Number of categorical columns:  87
Number of float columns:  41
Number of int columns:  1


## Findings

1. Number of categorical columns:  87
2. Number of float columns:  41
3. Number of int columns:  1
4. Datatypes found: float64(41), int64(1), object(87)
5. Rows x Columns: 98855 x 129

## Dropping irrelevant columns

In [5]:
attrToDrop=["SurveyTooLong","SurveyEasy","AdBlocker","AdBlockerDisable","AdBlockerReasons","AdsAgreeDisagree1","AdsAgreeDisagree2","AdsAgreeDisagree3","AdsActions","AdsPriorities1","AdsPriorities2","AdsPriorities3","AdsPriorities4","AdsPriorities5","AdsPriorities6","AdsPriorities7","AIDangerous","AIInteresting","AIResponsible","AIFuture","EthicsChoice","EthicsReport","EthicsResponsible","EthicsImplications","EthicsChoice","StackOverflowRecommend","StackOverflowVisit","SurveyTooLong","SurveyEasy","AdBlocker","AdBlockerDisable","AdBlockerReasons","AdsAgreeDisagree1","AdsAgreeDisagree2","AdsAgreeDisagree3","AdsActions","AdsPriorities1","AdsPriorities2","AdsPriorities3","AdsPriorities4","AdsPriorities5","AdsPriorities6","AdsPriorities7","AIDangerous","AIInteresting","AIResponsible","AIFuture","EthicsChoice","EthicsReport","EthicsResponsible","EthicsImplications","EthicsChoice","StackOverflowRecommend","StackOverflowVisit","StackOverflowHasAccount","StackOverflowParticipate","StackOverflowJobs","StackOverflowDevStory","StackOverflowJobsRecommend","StackOverflowConsiderMember","HypotheticalTools1","HypotheticalTools2","HypotheticalTools3","HypotheticalTools4","HypotheticalTools5","JobContactPriorities1","JobContactPriorities2","JobContactPriorities3","JobContactPriorities4","JobContactPriorities5","TimeAfterBootcamp","StackOverflowHasAccount","StackOverflowParticipate","StackOverflowJobs","StackOverflowDevStory","StackOverflowJobsRecommend","StackOverflowConsiderMember","HypotheticalTools1","HypotheticalTools2","HypotheticalTools3","HypotheticalTools4","HypotheticalTools5","JobContactPriorities1","JobContactPriorities2","JobContactPriorities3","JobContactPriorities4","JobContactPriorities5","TimeAfterBootcamp","HackathonReasons","ErgonomicDevices","Hobby","NumberMonitors","Salary","CheckInCode","WakeTime","TimeFullyProductive","SkipMeals","HoursOutside","Exercise","EthicalImplications","EducationParents"]
survey=survey[survey.columns.difference(attrToDrop)]
print("Number of columns dropped: ",len(attrToDrop))

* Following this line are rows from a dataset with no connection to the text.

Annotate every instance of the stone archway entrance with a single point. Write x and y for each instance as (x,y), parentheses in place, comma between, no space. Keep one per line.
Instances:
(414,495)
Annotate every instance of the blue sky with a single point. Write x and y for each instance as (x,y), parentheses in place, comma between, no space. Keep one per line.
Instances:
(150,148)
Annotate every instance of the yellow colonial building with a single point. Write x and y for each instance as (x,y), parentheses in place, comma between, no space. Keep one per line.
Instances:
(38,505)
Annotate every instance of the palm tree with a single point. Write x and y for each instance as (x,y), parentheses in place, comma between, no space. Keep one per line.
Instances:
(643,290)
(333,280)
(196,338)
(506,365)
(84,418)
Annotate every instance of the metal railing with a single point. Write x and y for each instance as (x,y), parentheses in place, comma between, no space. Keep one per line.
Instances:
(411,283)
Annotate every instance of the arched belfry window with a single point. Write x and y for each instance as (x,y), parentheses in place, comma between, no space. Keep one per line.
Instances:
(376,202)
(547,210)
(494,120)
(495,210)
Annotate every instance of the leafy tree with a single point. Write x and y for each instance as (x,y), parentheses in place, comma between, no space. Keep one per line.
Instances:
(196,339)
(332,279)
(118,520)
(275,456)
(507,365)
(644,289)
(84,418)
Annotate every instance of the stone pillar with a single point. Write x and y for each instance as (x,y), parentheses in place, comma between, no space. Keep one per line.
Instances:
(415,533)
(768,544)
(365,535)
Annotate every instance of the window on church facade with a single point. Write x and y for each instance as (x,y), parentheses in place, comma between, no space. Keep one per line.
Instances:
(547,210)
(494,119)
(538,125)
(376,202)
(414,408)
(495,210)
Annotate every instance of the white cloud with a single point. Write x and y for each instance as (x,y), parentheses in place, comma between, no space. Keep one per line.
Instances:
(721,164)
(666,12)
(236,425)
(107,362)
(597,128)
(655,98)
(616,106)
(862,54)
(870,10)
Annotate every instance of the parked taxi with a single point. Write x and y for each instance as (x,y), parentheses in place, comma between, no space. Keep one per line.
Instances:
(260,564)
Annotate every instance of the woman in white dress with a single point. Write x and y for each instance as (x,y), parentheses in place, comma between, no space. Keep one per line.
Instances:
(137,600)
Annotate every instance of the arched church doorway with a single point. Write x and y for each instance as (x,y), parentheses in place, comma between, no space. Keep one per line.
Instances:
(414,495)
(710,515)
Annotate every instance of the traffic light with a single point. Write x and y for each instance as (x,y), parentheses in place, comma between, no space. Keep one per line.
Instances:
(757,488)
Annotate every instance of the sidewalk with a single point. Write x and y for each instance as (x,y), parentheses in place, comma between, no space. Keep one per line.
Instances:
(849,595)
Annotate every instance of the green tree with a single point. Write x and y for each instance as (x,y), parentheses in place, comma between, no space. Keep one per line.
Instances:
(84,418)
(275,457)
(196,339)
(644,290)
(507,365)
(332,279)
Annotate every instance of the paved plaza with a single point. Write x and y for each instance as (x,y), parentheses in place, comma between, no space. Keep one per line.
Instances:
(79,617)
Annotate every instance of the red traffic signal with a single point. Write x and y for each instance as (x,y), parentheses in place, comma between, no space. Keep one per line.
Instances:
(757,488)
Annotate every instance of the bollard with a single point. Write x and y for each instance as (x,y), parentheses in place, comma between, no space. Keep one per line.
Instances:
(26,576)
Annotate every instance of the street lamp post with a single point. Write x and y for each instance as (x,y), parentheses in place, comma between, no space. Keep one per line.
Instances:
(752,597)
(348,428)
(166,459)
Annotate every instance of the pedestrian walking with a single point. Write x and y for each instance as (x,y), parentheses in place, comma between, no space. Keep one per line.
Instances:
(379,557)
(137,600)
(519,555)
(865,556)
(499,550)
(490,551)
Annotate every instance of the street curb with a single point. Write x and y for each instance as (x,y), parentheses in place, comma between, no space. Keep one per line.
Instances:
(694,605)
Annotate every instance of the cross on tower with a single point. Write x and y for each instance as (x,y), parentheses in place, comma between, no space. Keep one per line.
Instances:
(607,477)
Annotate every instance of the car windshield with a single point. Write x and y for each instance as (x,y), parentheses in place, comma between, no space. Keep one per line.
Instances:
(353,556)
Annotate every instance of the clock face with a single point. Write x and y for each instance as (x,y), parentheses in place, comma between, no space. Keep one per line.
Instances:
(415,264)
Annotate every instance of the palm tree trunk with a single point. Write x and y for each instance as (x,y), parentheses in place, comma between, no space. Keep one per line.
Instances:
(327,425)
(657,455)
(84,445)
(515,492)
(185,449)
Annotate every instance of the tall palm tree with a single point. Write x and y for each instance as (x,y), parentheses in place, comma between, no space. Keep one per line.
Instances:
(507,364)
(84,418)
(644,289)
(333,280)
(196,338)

Number of columns dropped:  102


In [6]:
# Get categorical columns
cat_cols = [col for col in survey.columns if survey[col].dtype.name=="object"]
float_cols = [col for col in survey.columns if survey[col].dtype.name=="float64"]
int_cols = [col for col in survey.columns if survey[col].dtype.name=="int64"]
print('Number of categorical columns: ',len(cat_cols))
print('Number of float columns: ',len(float_cols))
print('Number of int columns: ',len(int_cols))
print('Total number of columns: ',len(survey.columns))

Number of categorical columns:  43
Number of float columns:  29
Number of int columns:  1
Total number of columns:  73


## Replace NA values with ""

In [7]:
survey = survey.replace(np.nan, '', regex=True)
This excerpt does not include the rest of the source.